Réseaux routiers urbains : et si l’exception devenait la norme ?

Des chercheurs américains ont étudié la résilience des réseaux routiers dans 40 grandes villes des Etats-Unis. Conclusion : ils restent peu adaptés aux événements exceptionnels, même quand ils fonctionnent bien en temps normal. Pire, l’efficacité “par beau temps” peut même nuire à la résilience.
chasse-neige

© Jean-Philippe Moulet

Les systèmes routiers urbains sont conçus pour être efficaces dans des conditions normales et non dans des situations exceptionnelles. C’est ce que regrettent les auteurs de l’étude Resilience and efficiency in transportation networks, récemment publiée dans le journal Science Advances. Leur recommandation : les villes, lorsqu’elles conçoivent leurs réseaux routiers, devraient au préalable modéliser le trafic dans des conditions extraordinaires. De la sorte, elles amélioreraient leur efficience générale et deviendraient résilientes, c’est-à-dire capables de recouvrer leur état après une crise.

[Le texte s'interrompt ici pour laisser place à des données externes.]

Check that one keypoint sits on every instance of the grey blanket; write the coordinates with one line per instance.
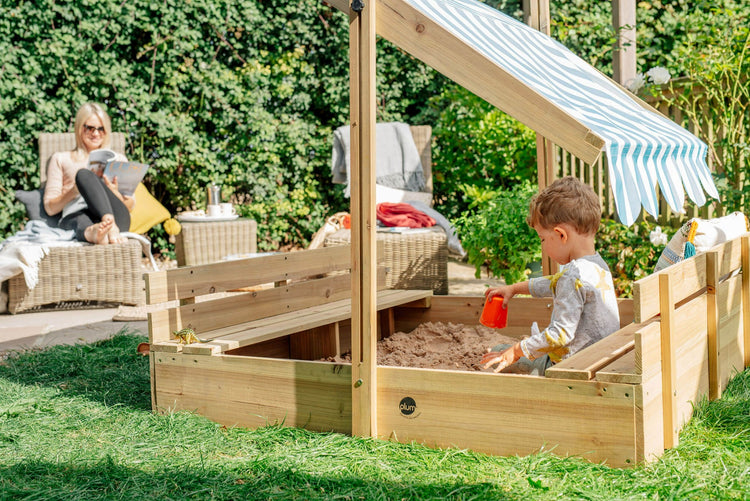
(397, 162)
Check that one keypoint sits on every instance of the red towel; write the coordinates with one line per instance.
(391, 214)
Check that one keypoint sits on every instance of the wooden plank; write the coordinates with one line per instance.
(668, 360)
(285, 324)
(240, 308)
(405, 26)
(584, 364)
(507, 414)
(689, 277)
(362, 34)
(314, 344)
(649, 418)
(252, 392)
(192, 281)
(690, 337)
(730, 340)
(746, 299)
(648, 350)
(620, 370)
(712, 324)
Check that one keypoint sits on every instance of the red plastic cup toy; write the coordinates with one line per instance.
(493, 314)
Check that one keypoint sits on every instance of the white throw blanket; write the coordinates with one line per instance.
(397, 162)
(22, 252)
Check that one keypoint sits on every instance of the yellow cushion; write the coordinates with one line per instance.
(147, 213)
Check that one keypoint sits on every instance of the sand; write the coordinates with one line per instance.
(437, 345)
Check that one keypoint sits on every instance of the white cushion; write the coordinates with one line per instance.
(394, 195)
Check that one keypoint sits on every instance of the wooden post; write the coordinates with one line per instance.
(712, 325)
(746, 298)
(364, 272)
(624, 66)
(536, 15)
(668, 359)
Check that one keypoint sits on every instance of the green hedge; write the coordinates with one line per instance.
(243, 93)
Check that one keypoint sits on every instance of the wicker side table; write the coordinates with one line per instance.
(81, 276)
(415, 260)
(202, 243)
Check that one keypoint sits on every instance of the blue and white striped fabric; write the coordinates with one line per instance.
(643, 148)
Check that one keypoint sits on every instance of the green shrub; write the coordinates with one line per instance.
(495, 234)
(476, 145)
(628, 251)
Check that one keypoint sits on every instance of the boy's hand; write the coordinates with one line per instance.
(504, 291)
(503, 358)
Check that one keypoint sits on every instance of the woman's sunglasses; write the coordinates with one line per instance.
(90, 129)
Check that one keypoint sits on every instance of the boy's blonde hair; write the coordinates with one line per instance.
(567, 200)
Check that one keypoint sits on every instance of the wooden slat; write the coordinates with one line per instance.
(192, 281)
(267, 328)
(584, 364)
(668, 361)
(253, 392)
(509, 414)
(746, 299)
(647, 350)
(219, 313)
(688, 277)
(621, 370)
(731, 356)
(712, 324)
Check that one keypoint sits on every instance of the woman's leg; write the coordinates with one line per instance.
(86, 230)
(102, 202)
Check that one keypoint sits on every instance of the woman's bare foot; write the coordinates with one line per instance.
(114, 231)
(98, 233)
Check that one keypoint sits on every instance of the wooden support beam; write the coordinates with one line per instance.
(668, 362)
(536, 15)
(712, 324)
(364, 276)
(624, 65)
(746, 298)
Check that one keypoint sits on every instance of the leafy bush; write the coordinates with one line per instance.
(628, 251)
(477, 145)
(495, 234)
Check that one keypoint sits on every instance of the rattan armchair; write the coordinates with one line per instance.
(80, 276)
(414, 260)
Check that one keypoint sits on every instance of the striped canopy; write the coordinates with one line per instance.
(541, 83)
(643, 147)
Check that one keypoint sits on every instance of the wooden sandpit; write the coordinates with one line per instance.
(621, 400)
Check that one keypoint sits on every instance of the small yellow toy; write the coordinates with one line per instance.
(187, 336)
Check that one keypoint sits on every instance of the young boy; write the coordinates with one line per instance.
(566, 216)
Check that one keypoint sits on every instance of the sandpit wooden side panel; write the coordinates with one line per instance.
(508, 414)
(253, 392)
(730, 338)
(690, 340)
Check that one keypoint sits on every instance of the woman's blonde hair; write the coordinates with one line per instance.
(85, 112)
(567, 200)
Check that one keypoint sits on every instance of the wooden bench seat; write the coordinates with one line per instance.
(310, 299)
(265, 329)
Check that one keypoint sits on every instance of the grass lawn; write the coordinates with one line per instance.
(76, 423)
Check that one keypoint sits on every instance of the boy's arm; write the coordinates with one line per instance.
(566, 315)
(507, 291)
(503, 358)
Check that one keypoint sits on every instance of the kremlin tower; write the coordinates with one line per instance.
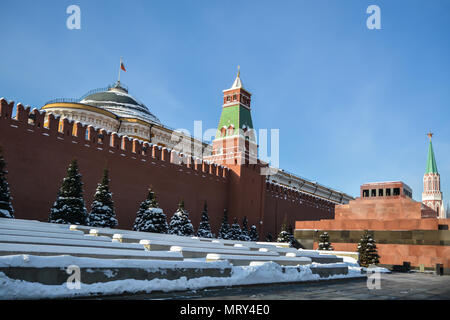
(432, 195)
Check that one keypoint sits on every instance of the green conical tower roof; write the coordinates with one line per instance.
(431, 162)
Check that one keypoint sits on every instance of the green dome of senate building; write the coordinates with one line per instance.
(117, 100)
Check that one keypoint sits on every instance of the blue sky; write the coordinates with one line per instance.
(353, 105)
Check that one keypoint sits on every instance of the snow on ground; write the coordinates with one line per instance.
(268, 272)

Événements climatiques hors norme (fortes pluies, inondations, ouragans, tempêtes de neige, etc.), accidents de la circulation majeurs, ou plus généralement situations de crise imprévisibles… : le système ville doit pouvoir répondre à ce type d’événements, qualifiés de “disruptions”. Des événements auxquels seule une minorité des 40 villes américaines étudiées sait s’adapter. Pour s’en rendre compte, il a fallu simuler une crise, en modélisant l’effet sur le trafic local d’une coupure de 5% des liaisons routières. A San Francisco, une telle “disruption” enclenche très vite 56% d’embouteillages supplémentaires. Il suffit même de quelques pluies bénignes pour affecter substantiellement le trafic routier de la « City by the Bay »…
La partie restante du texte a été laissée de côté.